それから、1時間ほど友也が説明してくれた。
三次元空間に時間軸を足しても、それは、四次元時空と呼ぶべきで、四次元空間にはならない。言ってしまえば、四次元時空は私たちが普段生活しているこの世界と何ら違いはない。だから、四つ目の次元を時間とすると、ドラえもんのポケットはせいぜいマチが数センチのただのポケットでしかなくなる。
そもそも、三次元に「時間」を足して四次元なら、縦×横である二次元に「時間軸」を足したら三次元ということになる。でも、通常三次元と言えば、縦×横×高さだ。
 じゃあ、四次元はどういうことかというと、縦×横×高さに直交する軸をもう一本足したものだ。つまり、動くことで有名な点Pが縦、横、高さ以外に動ける場所を増やすんだよ。
 要するにこんな感じのことを友也は力説してくれた。
「つまり?」
 まだらに話の内容を理解した俺は、いつものように友也に聞いてみる。友也自身は特にリアクションがないから、俺が分かってないことをたぶん分かって思ってない。

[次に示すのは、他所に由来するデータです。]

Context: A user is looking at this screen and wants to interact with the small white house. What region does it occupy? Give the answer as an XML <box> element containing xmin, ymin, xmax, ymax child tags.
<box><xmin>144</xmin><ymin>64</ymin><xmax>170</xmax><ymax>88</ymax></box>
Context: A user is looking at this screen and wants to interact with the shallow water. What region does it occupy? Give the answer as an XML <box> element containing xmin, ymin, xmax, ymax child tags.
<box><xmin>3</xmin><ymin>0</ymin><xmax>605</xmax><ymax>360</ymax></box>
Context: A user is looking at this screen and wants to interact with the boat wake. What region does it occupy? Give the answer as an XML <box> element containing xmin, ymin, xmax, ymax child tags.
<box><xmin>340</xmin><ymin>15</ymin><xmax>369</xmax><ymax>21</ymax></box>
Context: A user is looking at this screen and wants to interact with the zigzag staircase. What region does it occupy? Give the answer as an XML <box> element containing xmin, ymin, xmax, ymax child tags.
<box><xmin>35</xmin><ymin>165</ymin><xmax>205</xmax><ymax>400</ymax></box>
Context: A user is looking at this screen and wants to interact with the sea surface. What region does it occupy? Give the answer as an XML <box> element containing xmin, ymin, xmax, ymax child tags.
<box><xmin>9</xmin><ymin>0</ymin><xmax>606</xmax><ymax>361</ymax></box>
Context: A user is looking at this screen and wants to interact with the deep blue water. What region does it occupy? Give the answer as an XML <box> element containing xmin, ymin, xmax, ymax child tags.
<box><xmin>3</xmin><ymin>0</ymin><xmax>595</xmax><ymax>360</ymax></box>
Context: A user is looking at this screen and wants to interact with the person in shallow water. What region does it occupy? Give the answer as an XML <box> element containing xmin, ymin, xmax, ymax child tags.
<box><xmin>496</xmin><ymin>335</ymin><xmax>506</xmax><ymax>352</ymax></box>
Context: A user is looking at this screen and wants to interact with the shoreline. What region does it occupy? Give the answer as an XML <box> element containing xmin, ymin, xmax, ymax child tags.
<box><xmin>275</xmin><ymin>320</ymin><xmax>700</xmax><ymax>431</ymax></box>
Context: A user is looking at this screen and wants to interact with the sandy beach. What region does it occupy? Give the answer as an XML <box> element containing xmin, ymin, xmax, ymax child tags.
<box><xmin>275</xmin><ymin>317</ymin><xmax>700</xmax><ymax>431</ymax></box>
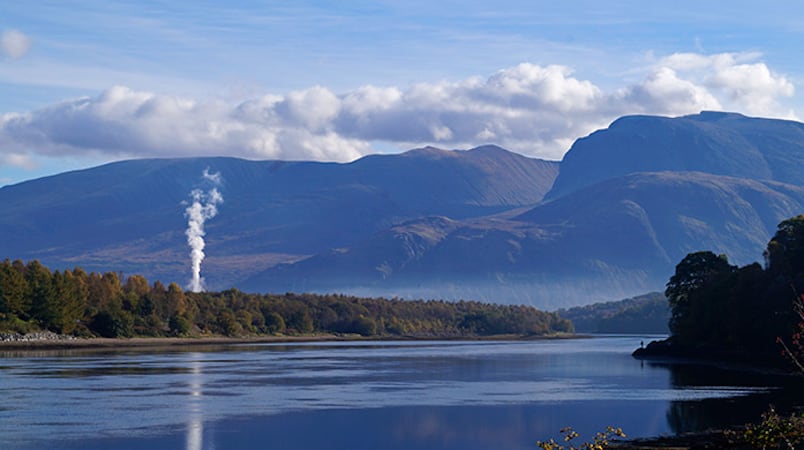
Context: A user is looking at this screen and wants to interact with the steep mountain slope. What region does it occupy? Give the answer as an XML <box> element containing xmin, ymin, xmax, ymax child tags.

「つまり、普通では見えない四次元を見せてやるって言ってるの」
 友也はそう言って、カバンを手繰り寄せると、中からルーズリーフを一枚だして3本の直線を書く。それぞれにx軸、y軸、z軸と書き加えた。
「これが俺たちのいる三次元な。で、そこに鉛筆を立ててみろよ」

 なるほど思った。飲み会のネタじゃねーか。
 友也は前回分も含めたドヤ顔をしている。
「な?宮原これが四次元。宮原の見たことない世界」

 なるほどと思った自分が悔しかった。